Although jumpers need not be stylish or pretty whilst doing their jobs, they do need to be effective. Your horse can jump like crap and win, and that’s great. Your horse can be a pretty jumper and pull every rail, and that sucks. The middle ground is the effective jumper with a tight front and back end. A jumper can have a nice, round bascule over the fences, or he can jump flat as a pancake-I’ve seen both cases win at grand prixs. However, both types of horses need one major factor-SCOPE.
A scopey horse is one that can jump high and wide–the scopier the horse, the higher and wider it can jump. I could see a horse that easily clears 4′ and say its scopey. I can also see a horse that positively scrambles to make it over 4’6″ and that horse would not be scopey.
Now, this is a cute little horse making a nice effort over this fence. Clearly, his knees are miles better, with fairly level forearms. however, he’s lazy and careless with his lower legs. Instead of snapping them up, he’s just letting them hang down, dangerously close to the back rail. There’s no doubt he’s a handy little jumper, but he needs to clean up those legs before he can get a clear round.

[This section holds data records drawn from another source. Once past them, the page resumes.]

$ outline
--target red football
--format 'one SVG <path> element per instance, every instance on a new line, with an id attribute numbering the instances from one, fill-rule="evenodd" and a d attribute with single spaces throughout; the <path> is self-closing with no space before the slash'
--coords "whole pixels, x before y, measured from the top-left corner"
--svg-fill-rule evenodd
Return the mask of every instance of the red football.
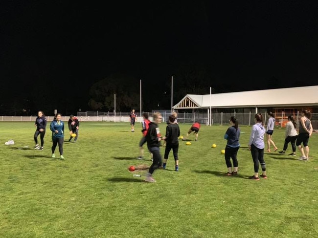
<path id="1" fill-rule="evenodd" d="M 128 170 L 129 171 L 135 171 L 136 169 L 135 168 L 135 166 L 131 165 L 128 167 Z"/>

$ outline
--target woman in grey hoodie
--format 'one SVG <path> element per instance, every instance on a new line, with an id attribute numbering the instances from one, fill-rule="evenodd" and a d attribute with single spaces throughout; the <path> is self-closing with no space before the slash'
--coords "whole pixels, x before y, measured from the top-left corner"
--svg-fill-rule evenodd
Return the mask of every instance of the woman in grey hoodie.
<path id="1" fill-rule="evenodd" d="M 264 149 L 265 145 L 264 142 L 264 136 L 265 134 L 265 128 L 263 126 L 263 116 L 261 113 L 255 115 L 255 123 L 252 127 L 252 131 L 249 142 L 249 148 L 254 163 L 254 175 L 249 177 L 250 179 L 259 180 L 258 169 L 259 164 L 262 167 L 263 178 L 267 178 L 266 175 L 266 164 L 264 160 Z"/>

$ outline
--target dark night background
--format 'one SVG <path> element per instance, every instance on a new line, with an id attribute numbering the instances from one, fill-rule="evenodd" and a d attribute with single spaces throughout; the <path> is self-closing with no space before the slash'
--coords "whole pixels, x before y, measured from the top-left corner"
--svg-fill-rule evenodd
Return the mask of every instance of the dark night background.
<path id="1" fill-rule="evenodd" d="M 0 115 L 317 85 L 317 1 L 1 1 Z"/>

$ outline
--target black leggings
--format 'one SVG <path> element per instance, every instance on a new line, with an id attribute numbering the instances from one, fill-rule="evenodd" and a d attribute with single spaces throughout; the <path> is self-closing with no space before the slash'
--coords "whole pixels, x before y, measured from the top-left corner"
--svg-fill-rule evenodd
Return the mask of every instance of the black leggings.
<path id="1" fill-rule="evenodd" d="M 264 160 L 264 149 L 259 149 L 252 144 L 250 146 L 250 152 L 254 162 L 254 173 L 258 173 L 259 164 L 261 164 L 262 171 L 266 171 L 266 164 Z"/>
<path id="2" fill-rule="evenodd" d="M 152 150 L 149 149 L 149 151 L 152 153 L 153 160 L 148 172 L 152 174 L 156 170 L 162 165 L 162 159 L 159 150 Z"/>
<path id="3" fill-rule="evenodd" d="M 238 166 L 238 162 L 237 162 L 236 155 L 237 155 L 237 151 L 239 149 L 240 149 L 239 146 L 238 147 L 230 147 L 227 146 L 225 148 L 224 157 L 225 158 L 225 162 L 227 164 L 227 168 L 232 168 L 231 158 L 232 158 L 232 160 L 233 160 L 233 166 L 234 167 Z"/>
<path id="4" fill-rule="evenodd" d="M 63 155 L 63 142 L 64 142 L 64 137 L 60 137 L 58 138 L 54 138 L 52 139 L 53 141 L 53 145 L 52 145 L 52 153 L 54 153 L 55 148 L 58 143 L 59 144 L 59 151 L 61 155 Z"/>
<path id="5" fill-rule="evenodd" d="M 284 143 L 284 147 L 283 148 L 283 151 L 286 151 L 287 150 L 288 147 L 288 143 L 289 142 L 292 144 L 292 148 L 293 149 L 293 152 L 296 152 L 296 139 L 297 139 L 298 135 L 295 135 L 295 136 L 287 136 L 285 138 L 285 143 Z"/>
<path id="6" fill-rule="evenodd" d="M 164 150 L 164 156 L 163 158 L 165 159 L 168 159 L 168 157 L 169 156 L 169 153 L 170 153 L 170 151 L 172 149 L 172 151 L 173 152 L 173 157 L 175 158 L 175 160 L 177 161 L 179 159 L 178 158 L 178 151 L 179 149 L 179 145 L 171 145 L 170 144 L 167 143 L 166 145 L 166 148 Z"/>
<path id="7" fill-rule="evenodd" d="M 35 144 L 38 144 L 38 136 L 39 136 L 39 134 L 40 134 L 40 139 L 41 142 L 41 147 L 43 147 L 43 146 L 44 145 L 44 136 L 45 134 L 45 129 L 44 129 L 43 131 L 40 131 L 38 130 L 36 130 L 35 131 L 35 133 L 34 133 L 34 141 L 35 141 Z"/>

There’s only one instance in which I’ll excuse loose lower limbs, and that’s when the horse clearly has enough jump to clear the top rail, as in the picture above. This horse (which happens to be mine, but with a previous rider) is in no danger of rapping the pole. There’s a good eight inches of air between his hooves and the pole. He does have loose lower legs though, which could get him in trouble in a tight combination. His scope (which he has an abundance of) allows him to have messy legs, because he compensates for it by his sheer power and by giving the jump plenty of room.
The above picture also serves as an example of the two extremes-the round as a ball jumper and the flat as a pancake jumper. The bay is quite round from tail to poll, with his nose reaching just past his knees. This allows the horse to round over the jump, which means they can get a deeper distance, whereas the flat jumper often has to take off from a longer spot and power across the jump. A tight bascule is wonderful in tight combonations, but these horse often spend too much time in the air, which can be a disadvantage in a tight jump-off.

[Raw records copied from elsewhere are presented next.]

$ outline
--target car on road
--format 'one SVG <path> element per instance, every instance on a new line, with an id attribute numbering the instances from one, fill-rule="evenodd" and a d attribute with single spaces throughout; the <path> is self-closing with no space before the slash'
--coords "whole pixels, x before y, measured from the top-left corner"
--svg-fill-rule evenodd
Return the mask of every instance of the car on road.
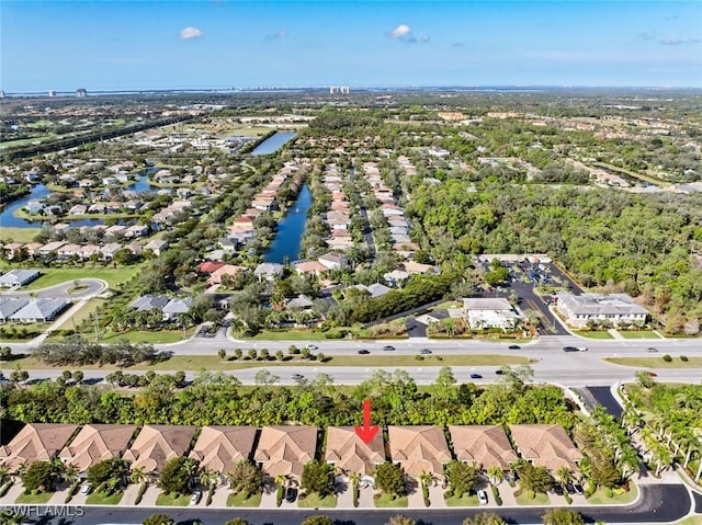
<path id="1" fill-rule="evenodd" d="M 288 487 L 287 490 L 285 490 L 285 501 L 287 503 L 294 503 L 296 499 L 297 489 L 295 489 L 295 487 Z"/>
<path id="2" fill-rule="evenodd" d="M 196 505 L 197 503 L 200 503 L 200 500 L 202 500 L 202 491 L 196 490 L 190 497 L 190 504 L 191 505 Z"/>

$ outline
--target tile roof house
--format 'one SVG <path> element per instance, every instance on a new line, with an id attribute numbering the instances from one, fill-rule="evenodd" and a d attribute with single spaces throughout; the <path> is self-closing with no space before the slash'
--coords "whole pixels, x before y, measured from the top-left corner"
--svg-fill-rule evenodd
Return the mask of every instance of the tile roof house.
<path id="1" fill-rule="evenodd" d="M 367 476 L 376 465 L 385 463 L 383 433 L 377 432 L 366 444 L 353 426 L 329 426 L 325 459 L 346 473 Z"/>
<path id="2" fill-rule="evenodd" d="M 449 426 L 449 432 L 461 461 L 477 464 L 484 470 L 489 467 L 509 470 L 518 459 L 501 425 Z"/>
<path id="3" fill-rule="evenodd" d="M 561 425 L 509 425 L 514 446 L 524 459 L 556 472 L 562 467 L 578 470 L 582 454 Z"/>
<path id="4" fill-rule="evenodd" d="M 226 475 L 249 459 L 257 432 L 253 426 L 203 426 L 189 457 L 203 469 Z"/>
<path id="5" fill-rule="evenodd" d="M 264 426 L 253 455 L 267 476 L 302 477 L 303 467 L 315 458 L 314 426 Z"/>
<path id="6" fill-rule="evenodd" d="M 194 434 L 194 426 L 146 425 L 122 457 L 132 461 L 132 469 L 160 472 L 170 459 L 188 452 Z"/>
<path id="7" fill-rule="evenodd" d="M 408 476 L 441 473 L 451 461 L 451 450 L 441 426 L 388 426 L 390 457 Z"/>
<path id="8" fill-rule="evenodd" d="M 66 465 L 72 465 L 84 472 L 104 459 L 120 457 L 136 429 L 136 425 L 86 425 L 58 457 Z"/>
<path id="9" fill-rule="evenodd" d="M 5 446 L 0 447 L 0 466 L 14 472 L 21 465 L 48 461 L 73 435 L 78 425 L 30 423 Z"/>

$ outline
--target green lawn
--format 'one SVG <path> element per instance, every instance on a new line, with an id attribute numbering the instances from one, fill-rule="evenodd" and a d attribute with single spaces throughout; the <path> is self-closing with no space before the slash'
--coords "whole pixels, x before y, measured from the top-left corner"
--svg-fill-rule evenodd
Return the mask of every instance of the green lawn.
<path id="1" fill-rule="evenodd" d="M 261 506 L 261 493 L 253 494 L 251 498 L 245 498 L 244 492 L 237 492 L 236 494 L 229 494 L 227 497 L 227 506 Z"/>
<path id="2" fill-rule="evenodd" d="M 156 498 L 157 506 L 188 506 L 190 505 L 190 494 L 178 495 L 176 493 L 166 494 L 161 492 Z"/>
<path id="3" fill-rule="evenodd" d="M 663 357 L 607 357 L 604 361 L 637 368 L 702 368 L 702 357 L 688 357 L 687 362 L 673 357 L 670 363 L 663 361 Z"/>
<path id="4" fill-rule="evenodd" d="M 543 492 L 537 492 L 536 498 L 534 498 L 533 500 L 530 500 L 529 492 L 525 490 L 522 490 L 522 493 L 516 497 L 514 499 L 517 500 L 517 503 L 519 505 L 543 506 L 551 503 L 551 500 L 548 499 L 548 494 L 544 494 Z"/>
<path id="5" fill-rule="evenodd" d="M 42 228 L 8 228 L 0 229 L 0 241 L 9 242 L 34 242 L 34 238 L 41 233 Z"/>
<path id="6" fill-rule="evenodd" d="M 79 278 L 101 278 L 106 281 L 111 287 L 121 283 L 126 283 L 141 271 L 140 264 L 121 267 L 60 267 L 42 269 L 42 276 L 22 289 L 41 289 L 57 284 L 63 284 Z"/>
<path id="7" fill-rule="evenodd" d="M 605 492 L 607 491 L 602 488 L 597 489 L 595 493 L 588 498 L 588 503 L 593 505 L 623 505 L 633 502 L 638 495 L 638 489 L 635 483 L 630 483 L 629 492 L 622 492 L 621 494 L 615 494 L 612 498 L 608 498 Z"/>
<path id="8" fill-rule="evenodd" d="M 14 502 L 24 503 L 27 505 L 41 505 L 43 503 L 47 503 L 53 495 L 54 492 L 32 492 L 31 494 L 25 494 L 24 492 L 22 492 L 20 495 L 18 495 L 18 499 L 14 500 Z"/>
<path id="9" fill-rule="evenodd" d="M 86 499 L 86 503 L 89 505 L 116 505 L 122 501 L 124 492 L 117 491 L 113 494 L 106 495 L 104 492 L 93 492 Z"/>
<path id="10" fill-rule="evenodd" d="M 396 498 L 390 494 L 381 494 L 374 499 L 375 506 L 378 509 L 406 509 L 408 505 L 407 497 Z"/>
<path id="11" fill-rule="evenodd" d="M 652 330 L 639 330 L 637 332 L 619 330 L 619 334 L 624 339 L 660 339 L 660 335 Z"/>
<path id="12" fill-rule="evenodd" d="M 587 339 L 614 339 L 610 332 L 607 331 L 589 331 L 589 330 L 571 330 L 573 333 L 581 338 Z"/>
<path id="13" fill-rule="evenodd" d="M 446 506 L 478 506 L 480 504 L 477 494 L 463 494 L 461 498 L 452 495 L 445 498 L 444 501 Z"/>
<path id="14" fill-rule="evenodd" d="M 331 494 L 319 498 L 319 494 L 313 493 L 306 498 L 298 498 L 297 506 L 301 509 L 335 509 L 337 506 L 337 497 Z"/>

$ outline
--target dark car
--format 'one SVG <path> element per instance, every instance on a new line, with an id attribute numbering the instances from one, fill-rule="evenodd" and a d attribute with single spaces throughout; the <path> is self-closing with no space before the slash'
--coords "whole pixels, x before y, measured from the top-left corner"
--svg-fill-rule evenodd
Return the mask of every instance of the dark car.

The last example is quite obviously different from the round bay. He’s flat, even concave from his tail to his withers, and his head and neck are raised instead of reaching down. Still, he’s easily clearing this oxer. The flatter jumping style seems more effective over spreads, where a horse has to reach across and flatten out. It would take a much bigger effort if a horse was tight and round over a really wide spread than if he could flatten like the one above. Over a tall vertical, though, a flat horse would need to get a longer distance, while a round horse could gallop right to the base, round over, and move on.